I think one lesson that will be learned from the Deepwater Horizon tragedy is that current control and safety systems on offshore oil rigs need to be more integrated and simplified. The description of the dozens of buttons, lights, and instrumentation in physically separate locations that went off in response to the detection of high levels of flammable gas during the blowout reminds me of what happened at the Three Mile Island nuclear power reactor in 1979. One of the most critical personnel on the rig was Andrea Fleytas, a 23-year-old bridge officer who was one of the first to witness the huge number of gas alarms going off on her control panel. With less than two years experience on the rig, she had received safety training but had never before experienced an actual rig emergency. She, like everyone else on the rig, faced some crucial decisions in the nine minutes that elapsed between the first signs of the blowout on the rig, and the point where the explosions began. Similarly, at Three Mile Island, investigators found that the operators were confused by the multiplicity of alarms going off during the early stages of the meltdown, and actually took actions that were counterproductive. In the case of the oil-rig disaster, inaction was the problem, but the cause was similar.

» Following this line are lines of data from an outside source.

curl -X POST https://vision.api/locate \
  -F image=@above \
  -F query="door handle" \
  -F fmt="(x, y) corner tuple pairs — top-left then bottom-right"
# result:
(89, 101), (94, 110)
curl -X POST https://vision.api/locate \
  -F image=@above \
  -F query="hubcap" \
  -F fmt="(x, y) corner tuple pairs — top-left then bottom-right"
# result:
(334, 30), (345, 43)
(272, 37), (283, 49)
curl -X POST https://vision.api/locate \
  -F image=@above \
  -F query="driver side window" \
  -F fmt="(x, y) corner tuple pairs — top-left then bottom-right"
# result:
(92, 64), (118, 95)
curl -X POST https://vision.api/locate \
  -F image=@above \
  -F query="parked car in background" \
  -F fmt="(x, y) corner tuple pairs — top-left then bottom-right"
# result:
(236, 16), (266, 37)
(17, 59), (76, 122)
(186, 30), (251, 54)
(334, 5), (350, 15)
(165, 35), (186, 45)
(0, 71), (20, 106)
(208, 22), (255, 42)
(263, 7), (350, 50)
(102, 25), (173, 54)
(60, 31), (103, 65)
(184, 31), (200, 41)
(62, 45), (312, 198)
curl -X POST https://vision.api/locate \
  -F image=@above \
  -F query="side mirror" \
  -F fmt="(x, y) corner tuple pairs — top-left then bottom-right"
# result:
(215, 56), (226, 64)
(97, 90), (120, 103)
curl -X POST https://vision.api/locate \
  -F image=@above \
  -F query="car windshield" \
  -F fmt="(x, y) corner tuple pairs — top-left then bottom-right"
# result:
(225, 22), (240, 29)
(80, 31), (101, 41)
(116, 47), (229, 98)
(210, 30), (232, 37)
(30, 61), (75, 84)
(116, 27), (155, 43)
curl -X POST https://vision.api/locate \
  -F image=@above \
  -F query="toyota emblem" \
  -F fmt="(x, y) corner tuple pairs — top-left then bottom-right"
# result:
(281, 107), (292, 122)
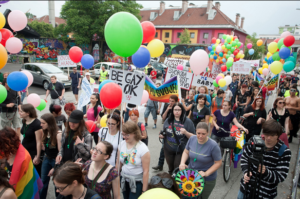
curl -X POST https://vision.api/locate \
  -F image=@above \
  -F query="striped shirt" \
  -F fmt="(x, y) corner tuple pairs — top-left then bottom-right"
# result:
(240, 138), (291, 199)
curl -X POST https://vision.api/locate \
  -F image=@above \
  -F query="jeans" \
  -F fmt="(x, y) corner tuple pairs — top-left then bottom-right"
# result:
(40, 154), (55, 199)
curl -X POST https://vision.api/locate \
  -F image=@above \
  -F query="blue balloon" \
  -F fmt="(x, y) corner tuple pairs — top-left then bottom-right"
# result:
(99, 79), (114, 94)
(81, 54), (95, 69)
(279, 47), (291, 59)
(132, 47), (150, 68)
(7, 71), (28, 91)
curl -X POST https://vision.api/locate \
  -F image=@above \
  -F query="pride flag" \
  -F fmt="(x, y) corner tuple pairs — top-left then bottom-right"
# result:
(144, 76), (179, 103)
(9, 144), (43, 199)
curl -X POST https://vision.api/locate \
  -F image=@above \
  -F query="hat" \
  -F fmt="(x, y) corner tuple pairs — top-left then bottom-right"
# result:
(68, 110), (84, 123)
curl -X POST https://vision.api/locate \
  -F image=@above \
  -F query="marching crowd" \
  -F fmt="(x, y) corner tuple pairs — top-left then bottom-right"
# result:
(0, 68), (300, 199)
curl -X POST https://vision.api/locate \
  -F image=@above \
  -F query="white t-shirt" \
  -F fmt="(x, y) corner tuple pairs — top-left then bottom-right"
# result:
(98, 127), (122, 166)
(119, 140), (149, 175)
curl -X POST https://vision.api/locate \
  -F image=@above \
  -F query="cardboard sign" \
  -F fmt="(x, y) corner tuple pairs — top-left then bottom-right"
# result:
(57, 55), (76, 67)
(166, 67), (193, 90)
(231, 61), (251, 75)
(109, 68), (145, 105)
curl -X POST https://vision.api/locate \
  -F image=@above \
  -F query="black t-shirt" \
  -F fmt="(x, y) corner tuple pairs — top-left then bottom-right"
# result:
(21, 119), (42, 159)
(47, 82), (65, 99)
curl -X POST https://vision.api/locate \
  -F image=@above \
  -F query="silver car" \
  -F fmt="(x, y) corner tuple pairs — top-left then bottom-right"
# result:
(21, 63), (71, 90)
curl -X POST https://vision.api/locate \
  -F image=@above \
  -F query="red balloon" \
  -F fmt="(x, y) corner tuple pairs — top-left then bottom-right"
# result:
(85, 120), (96, 133)
(69, 46), (83, 63)
(141, 21), (156, 43)
(0, 28), (14, 47)
(100, 82), (122, 109)
(283, 35), (295, 47)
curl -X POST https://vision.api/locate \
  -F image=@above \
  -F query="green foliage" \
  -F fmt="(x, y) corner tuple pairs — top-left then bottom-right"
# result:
(178, 28), (191, 44)
(244, 33), (266, 60)
(28, 21), (54, 38)
(59, 0), (142, 45)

Andrea Fleytas or others could have sounded the master alarm, instantly alerting everyone that the rig was in serious trouble. She could have also disabled the engines driving the rig’s generators, which were potent sources of ignition for flammable gas. And the crew could have taken the drastic step of cutting the rig loose from the well, which would have stopped the flow of gas and given them a chance to survive.

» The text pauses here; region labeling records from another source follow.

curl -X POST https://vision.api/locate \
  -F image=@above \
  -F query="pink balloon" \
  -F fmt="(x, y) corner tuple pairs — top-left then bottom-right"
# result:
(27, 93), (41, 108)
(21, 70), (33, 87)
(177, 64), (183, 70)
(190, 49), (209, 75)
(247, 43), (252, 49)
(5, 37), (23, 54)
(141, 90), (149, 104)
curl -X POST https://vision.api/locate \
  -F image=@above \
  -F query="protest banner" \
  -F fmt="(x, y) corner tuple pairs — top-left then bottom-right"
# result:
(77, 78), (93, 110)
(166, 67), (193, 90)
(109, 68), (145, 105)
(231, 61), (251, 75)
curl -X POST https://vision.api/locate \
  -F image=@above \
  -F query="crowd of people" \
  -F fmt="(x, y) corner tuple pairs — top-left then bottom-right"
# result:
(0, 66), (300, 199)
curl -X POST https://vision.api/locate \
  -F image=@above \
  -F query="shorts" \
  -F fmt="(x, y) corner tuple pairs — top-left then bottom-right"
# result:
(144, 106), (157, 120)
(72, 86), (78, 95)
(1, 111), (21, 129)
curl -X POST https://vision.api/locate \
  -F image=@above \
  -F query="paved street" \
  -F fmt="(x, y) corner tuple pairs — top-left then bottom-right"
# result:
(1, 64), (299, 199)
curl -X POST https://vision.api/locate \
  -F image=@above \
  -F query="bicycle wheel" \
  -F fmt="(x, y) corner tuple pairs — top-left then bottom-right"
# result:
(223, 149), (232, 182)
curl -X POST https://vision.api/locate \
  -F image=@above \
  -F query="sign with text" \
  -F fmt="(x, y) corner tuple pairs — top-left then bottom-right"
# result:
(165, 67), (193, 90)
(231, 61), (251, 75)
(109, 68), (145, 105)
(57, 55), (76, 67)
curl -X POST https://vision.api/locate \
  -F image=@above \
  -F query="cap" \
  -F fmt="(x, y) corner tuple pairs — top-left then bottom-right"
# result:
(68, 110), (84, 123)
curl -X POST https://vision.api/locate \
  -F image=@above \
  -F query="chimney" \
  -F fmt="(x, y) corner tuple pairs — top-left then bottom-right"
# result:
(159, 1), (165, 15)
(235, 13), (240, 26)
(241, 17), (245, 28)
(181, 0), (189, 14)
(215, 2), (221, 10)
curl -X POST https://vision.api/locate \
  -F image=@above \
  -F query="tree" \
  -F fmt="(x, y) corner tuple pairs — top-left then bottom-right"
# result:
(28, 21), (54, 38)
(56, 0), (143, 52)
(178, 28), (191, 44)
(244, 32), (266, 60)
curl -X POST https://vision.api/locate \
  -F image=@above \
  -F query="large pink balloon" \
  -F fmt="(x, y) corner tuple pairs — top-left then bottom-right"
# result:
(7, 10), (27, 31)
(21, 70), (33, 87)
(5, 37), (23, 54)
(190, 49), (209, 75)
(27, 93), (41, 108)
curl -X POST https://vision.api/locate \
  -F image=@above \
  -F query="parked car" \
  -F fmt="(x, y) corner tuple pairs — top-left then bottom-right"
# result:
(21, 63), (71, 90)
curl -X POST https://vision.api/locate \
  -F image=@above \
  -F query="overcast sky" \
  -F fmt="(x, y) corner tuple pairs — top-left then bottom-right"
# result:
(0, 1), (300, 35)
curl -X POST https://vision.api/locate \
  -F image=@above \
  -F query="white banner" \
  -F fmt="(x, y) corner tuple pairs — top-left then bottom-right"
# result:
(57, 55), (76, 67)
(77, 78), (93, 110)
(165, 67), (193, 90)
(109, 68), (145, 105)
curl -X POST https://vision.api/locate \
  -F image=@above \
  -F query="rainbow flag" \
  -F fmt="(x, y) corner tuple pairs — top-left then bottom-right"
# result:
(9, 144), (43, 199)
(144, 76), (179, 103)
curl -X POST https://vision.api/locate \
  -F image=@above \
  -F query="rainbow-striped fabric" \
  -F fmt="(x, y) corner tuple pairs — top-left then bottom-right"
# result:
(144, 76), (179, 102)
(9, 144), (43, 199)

But each one of these actions would have exacted a price, ranging from the minor (waking up tired drill workers who were asleep at 11 o’clock at night with a master alarm) to the major (cutting the rig loose from the well meant millions of dollars in expense to recover the well later). And in the event, the confusion of the situation with unprecedented combinations of alarms going off and a lack of coordination among critical personnel in the command structure meant that none of these actions that might have mitigated or avoided the disaster were in fact done.
It is almost too easy to sit in a comfortable chair nine months after the disaster and criticize the actions of those who afterward did courageous and self-sacrificing things while the rig burned and sank. None of what I say is meant as criticism of individuals. The Deepwater Horizon was above all a system, and when systems go wrong, it is pointless to focus on this or that component (human or otherwise) to the exclusion of the overall picture. In fact, a lack of overall big-picture planning appears to be one of the more significant flaws in the way the system was set up. Independent alarms were put in place for specific locations, but there were no overall coordinated automatic systems that would, for example, sound the master alarm if more than a certain number of gas detectors sensed a leak. The master alarm was placed under manual control to avoid waking up people with false alarms. But this meant that in a truly serious situation, human judgment had to enter the loop, and in this case it failed.

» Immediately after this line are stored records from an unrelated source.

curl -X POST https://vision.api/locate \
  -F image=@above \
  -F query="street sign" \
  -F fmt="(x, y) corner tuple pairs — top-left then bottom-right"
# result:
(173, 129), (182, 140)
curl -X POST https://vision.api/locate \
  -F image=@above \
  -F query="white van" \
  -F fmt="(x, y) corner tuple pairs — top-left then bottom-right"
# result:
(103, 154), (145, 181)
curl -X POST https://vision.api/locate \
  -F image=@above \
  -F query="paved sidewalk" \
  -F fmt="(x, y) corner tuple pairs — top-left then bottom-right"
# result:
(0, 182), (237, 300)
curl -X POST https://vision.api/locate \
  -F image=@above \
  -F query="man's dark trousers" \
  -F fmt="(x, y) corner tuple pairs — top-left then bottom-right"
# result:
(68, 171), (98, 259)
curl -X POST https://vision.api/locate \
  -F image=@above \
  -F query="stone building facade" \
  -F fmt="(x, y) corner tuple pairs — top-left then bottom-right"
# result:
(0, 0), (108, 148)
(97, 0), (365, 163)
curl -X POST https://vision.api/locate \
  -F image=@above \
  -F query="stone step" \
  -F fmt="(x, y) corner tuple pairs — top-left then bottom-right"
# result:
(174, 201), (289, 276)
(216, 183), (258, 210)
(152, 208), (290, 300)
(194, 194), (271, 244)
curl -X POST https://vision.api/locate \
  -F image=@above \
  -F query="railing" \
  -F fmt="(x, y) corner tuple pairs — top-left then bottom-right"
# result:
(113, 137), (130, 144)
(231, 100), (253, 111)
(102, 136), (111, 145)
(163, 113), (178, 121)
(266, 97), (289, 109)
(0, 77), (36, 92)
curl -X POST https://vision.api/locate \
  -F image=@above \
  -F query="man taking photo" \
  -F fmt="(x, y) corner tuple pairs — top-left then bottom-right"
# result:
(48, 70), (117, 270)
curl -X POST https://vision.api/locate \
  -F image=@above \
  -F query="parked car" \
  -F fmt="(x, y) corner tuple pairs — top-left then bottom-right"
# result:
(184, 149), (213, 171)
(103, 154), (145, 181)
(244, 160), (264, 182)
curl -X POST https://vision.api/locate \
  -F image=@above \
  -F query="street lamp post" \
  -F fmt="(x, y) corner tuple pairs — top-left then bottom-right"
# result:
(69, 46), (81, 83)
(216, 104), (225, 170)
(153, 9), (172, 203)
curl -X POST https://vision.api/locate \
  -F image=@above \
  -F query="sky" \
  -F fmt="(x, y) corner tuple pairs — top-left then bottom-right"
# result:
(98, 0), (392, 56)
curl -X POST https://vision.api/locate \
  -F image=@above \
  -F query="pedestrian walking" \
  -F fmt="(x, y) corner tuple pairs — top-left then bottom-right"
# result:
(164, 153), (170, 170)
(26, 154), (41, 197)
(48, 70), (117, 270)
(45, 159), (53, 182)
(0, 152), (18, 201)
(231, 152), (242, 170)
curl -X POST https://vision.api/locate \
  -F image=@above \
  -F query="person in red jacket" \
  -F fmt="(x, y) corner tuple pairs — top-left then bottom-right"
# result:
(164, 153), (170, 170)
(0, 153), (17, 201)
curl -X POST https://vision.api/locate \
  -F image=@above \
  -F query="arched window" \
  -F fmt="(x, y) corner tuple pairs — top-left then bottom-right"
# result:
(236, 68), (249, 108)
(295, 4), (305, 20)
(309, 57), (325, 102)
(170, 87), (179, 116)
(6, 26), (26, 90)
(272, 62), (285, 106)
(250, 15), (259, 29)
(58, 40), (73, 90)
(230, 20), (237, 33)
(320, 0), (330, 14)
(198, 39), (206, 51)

Similarly, the natural hesitancy of a person with limited experience to take an action that they know will cost their firm millions of dollars was just too much to overcome. This sort of thing can’t be dealt with in a cursory paragraph in a training manual. Safety officers in organizations have to grow into a peculiar kind of authority that is strictly limited as to scope, but absolute within its proper range. It needs to be the kind of thing that would let a brand-new safety officer in an oil refinery dress down the refinery’s CEO for not wearing a safety helmet. That sort of attitude is not easy to cultivate, but it is vitally necessary if safety personnel are to do their jobs.
Disasters teach engineers more than success, it is said, and I hope that the sad lessons learned from the Deepwater Horizon disaster will lead to positive changes in safety training, drills, and designs for future offshore operations.